Latest revision as of 17:58, 15 May 2011


Overview

Some attributes such as languageCode and confidentialityCode have propagation like behaviors. However, no rules are yet defined for them. CDA R2 identified a couple of act attributes that were part of the context of a CDA document, and effectively conducted from the header to the body of a CDA R2 document. This was a convention adopted in a V3 standard that has no basis for support in the RIM today. This is a proposal to put in place a mechanism for conducting certain act attributes from one act to another. It follows the approach recently added for conducting act relationships and participations.
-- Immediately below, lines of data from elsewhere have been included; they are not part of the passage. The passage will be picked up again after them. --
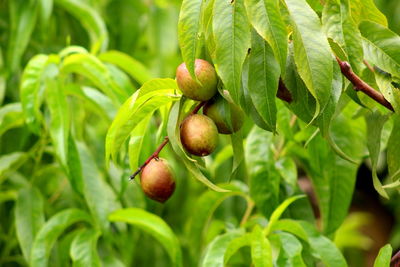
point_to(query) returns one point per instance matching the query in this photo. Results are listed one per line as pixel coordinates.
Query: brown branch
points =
(283, 93)
(395, 261)
(360, 85)
(162, 145)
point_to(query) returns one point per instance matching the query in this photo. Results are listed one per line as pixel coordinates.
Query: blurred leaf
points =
(261, 253)
(31, 82)
(381, 47)
(291, 249)
(10, 117)
(130, 65)
(340, 26)
(50, 231)
(367, 10)
(311, 52)
(384, 256)
(60, 119)
(154, 226)
(150, 97)
(11, 161)
(92, 68)
(279, 211)
(215, 251)
(263, 80)
(232, 39)
(375, 122)
(266, 19)
(100, 198)
(290, 226)
(189, 30)
(84, 249)
(23, 16)
(29, 218)
(236, 244)
(264, 177)
(205, 206)
(90, 19)
(323, 247)
(173, 129)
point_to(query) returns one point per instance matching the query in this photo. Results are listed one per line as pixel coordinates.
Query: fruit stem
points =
(153, 156)
(162, 145)
(198, 107)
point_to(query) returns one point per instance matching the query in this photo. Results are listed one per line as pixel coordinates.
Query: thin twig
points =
(360, 85)
(162, 145)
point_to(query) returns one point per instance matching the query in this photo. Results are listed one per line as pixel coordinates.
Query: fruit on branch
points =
(157, 180)
(199, 135)
(227, 116)
(207, 77)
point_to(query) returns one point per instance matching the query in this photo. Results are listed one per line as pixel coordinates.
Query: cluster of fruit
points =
(198, 132)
CDA R2 also needs to be a ble to block these attributes from conducting in some circumstances. The use case for blocking conduction of these is clear in the CDA context, and I'll add that use case to the document. In the case where the document has an act relationship to a parent document you certainly don't want the context (attribute level or otherwise) conducting from the current document to the parent document, which has its own context including language and confidentiality, so that conduction needs to be blocked in the act relationship associating the two. An alternate use case is where a CDA section has a different language than that indicated in the header. In that case, according to this proposal, you need to block conduction of language to that section so you can assert a different language for the section.

Proposed Approach

Follwoing the latest apporach for context conduction

  • Add a new attribute to act relationship called actAttributeContextBlockedCode
  • Add a boolean nproperty to act attributes called "conductible"
  • make all act attributes conductible attribute false except for languageCode and confidentialityCode which would be set to true
    • the actual list of conductible attributes will need to be carefully reviewed.
  • create a new coding system containing codes for the conductible act attributes
  • bind the new code system to the new actAttributeContextBlockedCode property
  • to block all attribute conduction add a code to the new coding system that is the parent of all these conductible attribute codes

Alternative

  • Victor Chai
    • I find act attribute conduction is not intuitive both to end users and tooling, and it will add more complexity to the implementation in the future if it is being adopted.
    • I think we should only specify what are the attributes in Act conductible at the most, e.g we specify confidentialityCode is conductible. If there is a need to override it at certain acts, then just override the value explicitly.You may argue that it may not be completely in line with the approach for participation and actRelationship conduction, however I would argue that this slight deviation will make the modeling and implementation easier and more intuitive though at certain extent the data may be repeated.

Resolution

The necessary changes have been made in the RIM (Nov. 2010) and are documented in the Core Principles document.